An ellipse is a curve that forms a closed, symmetrical shape, and its defining characteristic is its center. The center of an ellipse is the point around which the shape is symmetrically balanced. In most mathematical problems, the equation of the ellipse is given in the form:

• \( \frac{(x-h)^2}{a^2} + \frac{(y-k)^2}{b^2} = 1 \)

In this standard form, \((h, k)\) represents the coordinates of the center of the ellipse. For the example equation \( \frac{x^2}{9} + \frac{y^2}{4} = 1 \), we see that \(h = 0\) and \(k = 0\). Hence, the center of the ellipse is at the origin, \((0,0)\). Understanding where the center is located is crucial as it helps in sketching the ellipse and determining its other properties.

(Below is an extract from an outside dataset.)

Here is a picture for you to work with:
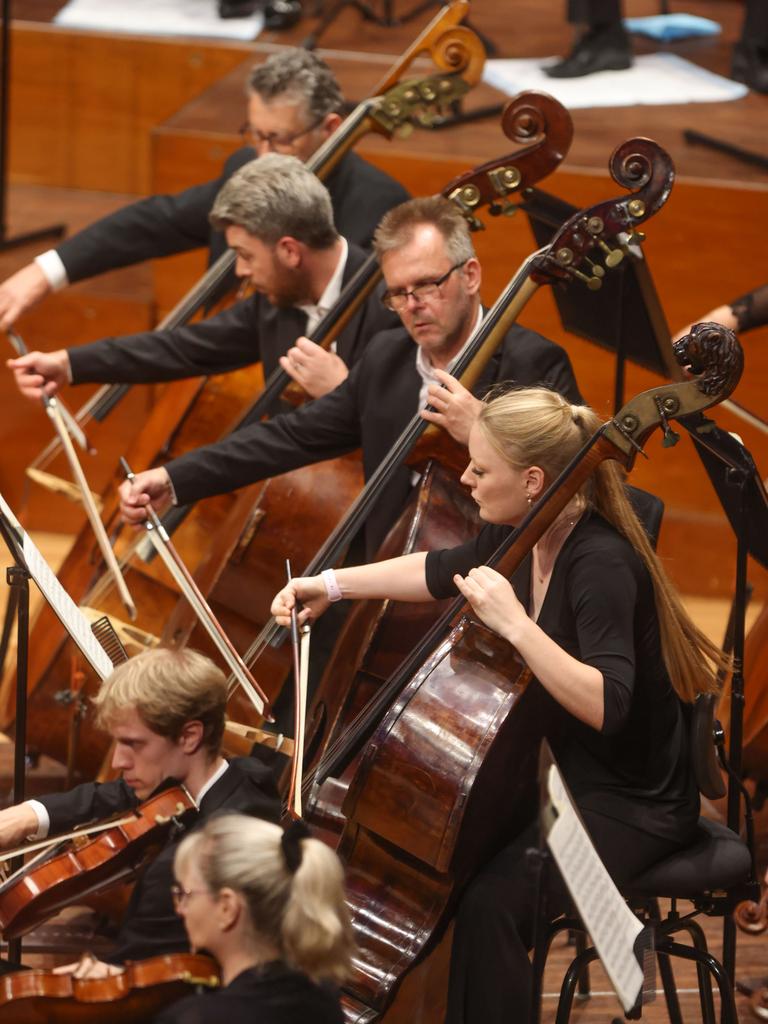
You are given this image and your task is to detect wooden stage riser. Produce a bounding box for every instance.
[8,24,253,193]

The foci (singular: focus) of an ellipse are two special points that hold a constant sum of distances to any point on the ellipse's boundary. The foci are key in defining the shape and form of the ellipse. To locate them, use the formula:

• \( c = \sqrt{a^2 - b^2} \)

Where \(a\) is the semi-major axis and \(b\) is the semi-minor axis. For the given ellipse, \(a^2 = 9\) and \(b^2 = 4\), thus \(c = \sqrt{9 - 4} = \sqrt{5} \). The foci are located symmetrically along the major axis, at positions \((h \pm c, k)\). Given the center \((h, k) = (0, 0)\), the foci are \((\sqrt{5}, 0)\) and \((-\sqrt{5}, 0)\). This means they lie on the horizontal (x-axis) at these calculated points.

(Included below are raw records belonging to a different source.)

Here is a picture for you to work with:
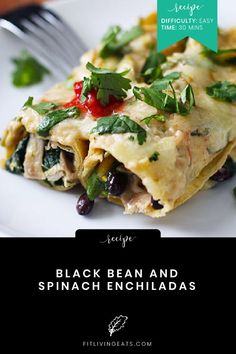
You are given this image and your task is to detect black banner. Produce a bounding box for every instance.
[0,231,235,351]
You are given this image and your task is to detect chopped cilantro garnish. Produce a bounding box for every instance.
[149,152,160,162]
[141,114,167,126]
[82,62,131,106]
[202,47,236,65]
[37,107,80,137]
[151,72,181,90]
[206,81,236,102]
[99,25,144,58]
[181,84,196,111]
[91,114,147,145]
[11,50,50,87]
[141,52,166,84]
[80,77,93,103]
[24,97,58,115]
[133,73,196,115]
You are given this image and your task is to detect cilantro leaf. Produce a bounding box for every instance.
[37,107,80,137]
[23,96,34,107]
[133,73,195,115]
[141,52,166,84]
[181,84,196,111]
[87,171,106,201]
[99,26,121,58]
[24,96,58,115]
[80,77,93,103]
[85,62,131,106]
[133,86,177,113]
[149,152,160,162]
[91,114,147,145]
[141,114,167,126]
[206,81,236,102]
[108,26,144,52]
[99,25,144,58]
[133,73,181,113]
[202,47,236,65]
[11,50,50,87]
[151,72,181,90]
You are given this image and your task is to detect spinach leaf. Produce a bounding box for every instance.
[85,62,131,106]
[91,114,147,145]
[141,52,166,83]
[54,178,64,186]
[87,171,106,201]
[11,50,50,87]
[24,96,58,115]
[99,25,144,58]
[206,81,236,102]
[37,107,80,137]
[42,148,61,171]
[5,136,29,175]
[44,178,64,188]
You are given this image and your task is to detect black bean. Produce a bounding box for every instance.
[210,157,236,182]
[151,198,164,210]
[107,172,128,196]
[76,193,94,215]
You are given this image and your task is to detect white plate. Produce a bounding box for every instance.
[0,0,236,237]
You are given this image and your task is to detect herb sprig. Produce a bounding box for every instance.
[37,107,80,137]
[141,52,166,84]
[202,47,236,65]
[149,152,160,162]
[81,62,131,106]
[91,114,147,145]
[141,114,167,126]
[99,25,144,58]
[24,97,58,115]
[12,50,50,87]
[133,72,195,115]
[206,81,236,102]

A fundamental step in comprehending the dimensions of an ellipse on the coordinate plane is identifying its domain and range. These indicate how far the ellipse stretches along the x-axis and y-axis. The domain represents the horizontal extent of the ellipse. For the provided equation \(\frac{x^2}{9} + \frac{y^2}{4} = 1 \), the domain is determined by the semi-major axis: from \(-a\) to \(a\), which is \([-3, 3]\) since \(a = 3\).

Similarly, the range is the vertical spread, governed by the semi-minor axis: from \(-b\) to \(b\), which is \([-2, 2]\) as \(b = 2\). Understanding these values assists in properly sketching the ellipse and ensures we visualize it within the correct boundaries.

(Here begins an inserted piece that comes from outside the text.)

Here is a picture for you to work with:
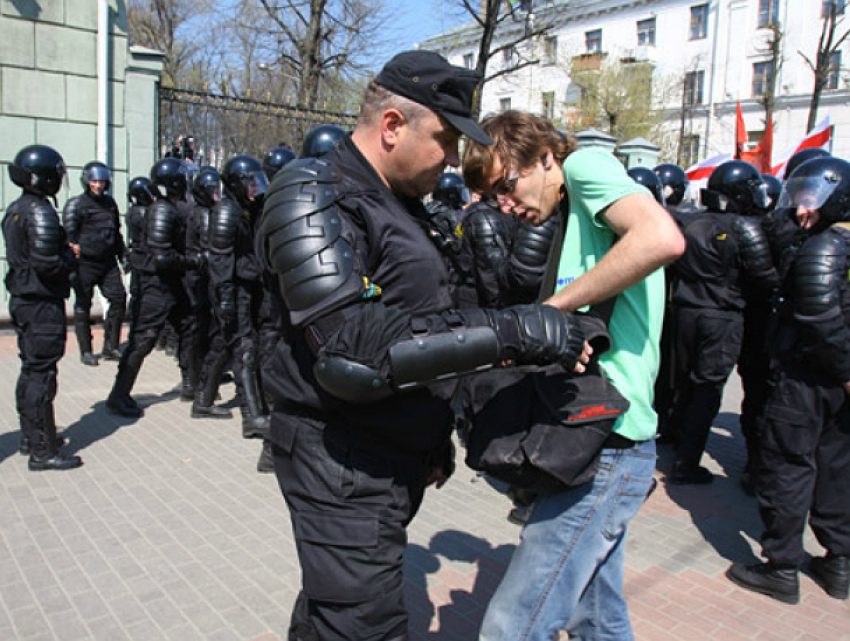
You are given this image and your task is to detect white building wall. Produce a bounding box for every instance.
[424,0,850,165]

In an ellipse, the longest diameter is called the major axis and its half is the semi-major axis, while the shortest diameter is the minor axis and its half is the semi-minor axis. These axes define the ellipse's length and width.

• The semi-major axis, in the equation \(\frac{x^2}{9} + \frac{y^2}{4} = 1\), corresponds to the value where the larger denominator is found: \(a^2 = 9\), hence \(a = 3\). It lies along the x-axis in this case.
• The semi-minor axis relates to the smaller denominator: \(b^2 = 4\), so \(b = 2\). It extends along the y-axis.

These axes not only set the dimensions of the ellipse but also play a crucial role in determining the position of the foci. Additionally, knowing the lengths of the axes helps in easily sketching the ellipse, focusing on its symmetry around the center point.